MATTHEWS: The White House is putting out words like puzzled. They don't know him. You don't know him.
FLEISCHER: I don't think this sounds like Scott. My point here is that this is not, it doesn't sound like Scott McClellan. And if Scott harbored these doubts, if he had any nagging questions inside him, the principled thing to do would have been not to accept the press secretary job. I find this book myself, to be puzzling. I think there is a lot --
MATTHEWS: That's the White House talking point, Ari. You're using the word puzzling. That is White House talking point.
FLEISCHER: Chris I just agreed with what Dana said. What's wrong with agreeing with what somebody says? It's an accurate observation. I think it shouldn't surprise you that people might agree.

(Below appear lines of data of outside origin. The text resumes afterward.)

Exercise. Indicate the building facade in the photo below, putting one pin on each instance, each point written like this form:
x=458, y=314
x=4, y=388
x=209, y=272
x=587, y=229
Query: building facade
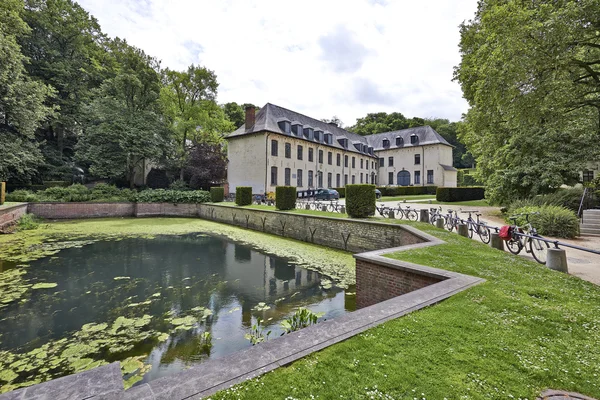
x=279, y=147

MATTHEWS: The exact lingo you're using.
FLEISCHER: You said it and I agreed with it.
MATTHEWS: I find that there is an amazing synchronicity of reaction that sounds like it's regimental.
FLEISCHER: I just copied what you said and what Dana said.
MATTHEWS: So there is no value in this book.
FLEISCHER: No. I think people should read it. They should buy it if they want to and come to their own conclusions. I'm going to read it, I told Scott that yesterday when I spoke to him. I'm looking forward to seeing it in its entirety, in full context. There is a lot, I can tell you already, I disagree with and I disagree strongly with. It does not sound like anything that Scott harbored or thought about privately or had any shadow of a doubt privately. When he took podium, nobody thought that Scott didn't believe the things he was saying. So on the one hand he said it then and now he's saying the opposite now.
MATTHEWS: Well apparently, he's changed his mind. Great having you on. Thank you for taking the time.